他の奴らは気付いてるんだろうか、と思っても俺からその話題をふる気にはなれなくて。なんだかなぁ、と若干のわだかまりが残る。
「まずスカイハイさんとファイヤーエンブレムさんは月曜日の午前中。ロックバイソンさんと折紙サイクロンさんは火曜日の午後。ワイルドタイガーさんとジュニアは金曜日の午前中。ドラゴンキッドさんとブルーローズさんは土曜日の午後となりますので忘れずに集合してください。別の曜日や時間がいいって方はいらっしゃいますか?なかったらこれで決定しますけど」
意見をうかがうように一人一人の顔を見る彼女に、みながそれでいいと答えたので、彼女の提案は以外にも早く終決した。それを見計らったように様子を見ていたアニエスからまた唐突に支持が出される。

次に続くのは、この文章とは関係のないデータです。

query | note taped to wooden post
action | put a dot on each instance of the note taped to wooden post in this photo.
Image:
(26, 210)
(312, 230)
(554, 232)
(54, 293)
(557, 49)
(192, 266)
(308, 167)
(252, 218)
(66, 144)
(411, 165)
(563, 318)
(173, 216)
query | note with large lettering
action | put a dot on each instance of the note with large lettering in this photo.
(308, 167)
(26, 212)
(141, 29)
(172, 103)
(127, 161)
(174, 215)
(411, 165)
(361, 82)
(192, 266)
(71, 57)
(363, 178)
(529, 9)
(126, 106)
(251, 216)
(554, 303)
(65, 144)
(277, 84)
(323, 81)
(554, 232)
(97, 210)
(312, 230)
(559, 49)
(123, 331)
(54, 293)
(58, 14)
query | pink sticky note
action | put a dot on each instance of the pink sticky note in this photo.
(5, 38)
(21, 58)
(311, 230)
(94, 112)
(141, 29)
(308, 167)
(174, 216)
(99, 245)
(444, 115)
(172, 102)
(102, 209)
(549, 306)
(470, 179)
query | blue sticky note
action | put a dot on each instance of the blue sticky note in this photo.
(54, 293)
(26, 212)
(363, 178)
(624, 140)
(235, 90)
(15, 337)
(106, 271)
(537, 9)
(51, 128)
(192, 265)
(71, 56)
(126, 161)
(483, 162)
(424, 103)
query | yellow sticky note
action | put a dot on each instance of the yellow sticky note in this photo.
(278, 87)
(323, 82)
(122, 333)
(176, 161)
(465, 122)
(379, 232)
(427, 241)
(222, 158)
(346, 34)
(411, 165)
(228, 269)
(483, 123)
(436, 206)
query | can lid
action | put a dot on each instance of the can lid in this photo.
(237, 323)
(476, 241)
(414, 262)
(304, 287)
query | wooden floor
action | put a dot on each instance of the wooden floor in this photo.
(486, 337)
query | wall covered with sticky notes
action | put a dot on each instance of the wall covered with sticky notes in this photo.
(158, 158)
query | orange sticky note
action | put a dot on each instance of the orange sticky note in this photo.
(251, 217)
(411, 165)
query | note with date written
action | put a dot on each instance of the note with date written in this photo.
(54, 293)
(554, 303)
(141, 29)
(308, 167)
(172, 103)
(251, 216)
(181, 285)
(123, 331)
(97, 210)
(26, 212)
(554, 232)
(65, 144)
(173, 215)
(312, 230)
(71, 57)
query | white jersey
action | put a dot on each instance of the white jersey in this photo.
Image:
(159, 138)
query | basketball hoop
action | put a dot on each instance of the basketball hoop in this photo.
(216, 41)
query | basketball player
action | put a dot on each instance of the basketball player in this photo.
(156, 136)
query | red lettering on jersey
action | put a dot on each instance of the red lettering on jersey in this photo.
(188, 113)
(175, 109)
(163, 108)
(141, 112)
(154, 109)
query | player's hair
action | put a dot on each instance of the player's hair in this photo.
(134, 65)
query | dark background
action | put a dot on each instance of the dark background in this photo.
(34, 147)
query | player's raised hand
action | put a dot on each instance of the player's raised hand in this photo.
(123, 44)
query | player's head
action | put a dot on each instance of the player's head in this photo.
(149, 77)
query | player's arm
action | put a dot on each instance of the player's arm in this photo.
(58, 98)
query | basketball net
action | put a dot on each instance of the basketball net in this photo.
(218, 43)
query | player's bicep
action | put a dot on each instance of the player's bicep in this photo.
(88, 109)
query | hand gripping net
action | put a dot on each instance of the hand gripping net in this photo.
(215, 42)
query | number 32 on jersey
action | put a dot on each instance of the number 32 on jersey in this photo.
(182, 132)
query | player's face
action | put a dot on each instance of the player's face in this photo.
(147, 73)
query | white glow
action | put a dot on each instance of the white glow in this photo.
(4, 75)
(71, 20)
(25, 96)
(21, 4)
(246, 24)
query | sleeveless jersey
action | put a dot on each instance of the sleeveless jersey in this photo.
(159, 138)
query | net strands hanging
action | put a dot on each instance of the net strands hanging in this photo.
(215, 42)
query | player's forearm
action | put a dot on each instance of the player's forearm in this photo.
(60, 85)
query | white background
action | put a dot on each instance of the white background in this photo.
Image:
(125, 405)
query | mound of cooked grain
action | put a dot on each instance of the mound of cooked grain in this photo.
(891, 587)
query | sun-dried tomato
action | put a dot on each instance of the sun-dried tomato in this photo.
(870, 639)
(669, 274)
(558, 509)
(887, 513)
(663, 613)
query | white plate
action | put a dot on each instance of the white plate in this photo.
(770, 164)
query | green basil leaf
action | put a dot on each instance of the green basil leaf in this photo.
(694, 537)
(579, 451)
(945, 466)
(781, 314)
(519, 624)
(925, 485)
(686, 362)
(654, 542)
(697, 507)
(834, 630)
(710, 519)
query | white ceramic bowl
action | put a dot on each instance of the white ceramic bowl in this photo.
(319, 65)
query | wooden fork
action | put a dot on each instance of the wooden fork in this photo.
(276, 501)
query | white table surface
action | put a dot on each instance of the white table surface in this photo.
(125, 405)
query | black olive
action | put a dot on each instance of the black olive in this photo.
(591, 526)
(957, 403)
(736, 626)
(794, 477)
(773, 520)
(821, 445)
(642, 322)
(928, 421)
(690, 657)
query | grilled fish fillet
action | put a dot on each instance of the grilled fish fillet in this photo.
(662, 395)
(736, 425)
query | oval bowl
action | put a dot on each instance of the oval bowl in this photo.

「じゃ、ヒーロー諸君は作業の邪魔になるからここから退室してちょうだい。明日の朝までこの部屋は立ち入り禁止。今日のところはもう帰っていいけどいつ要請がかかるかわからないからその時はよろしく頼むわよ!」
「はぁ!?なんだよそれ!」
「立ち入り禁止ってどういうことなの?」
「明日になったらわかるわよ。ほら出てった出てった!」
「わ、ちょ、おい!押すな!」
早急にトレーニングルームから追い出された俺たちを見て、申し訳なさそうに笑って見送る彼女の表情が忘れられない。ぺこり、と頭をさげたときに揺れた長い黒髪が白衣に映えてとても印象的だった。
一瞬記憶の中の女性がフラッシュバックして、俺に笑いかけた。それは俺もよく知る人物で、忘れるはずがない幻影。
しんみりとしてしまった気持ちを切り替えるために、わざとバニーに嫌な絡みをしたことを心の中で謝っておこう。ごめんなバニー。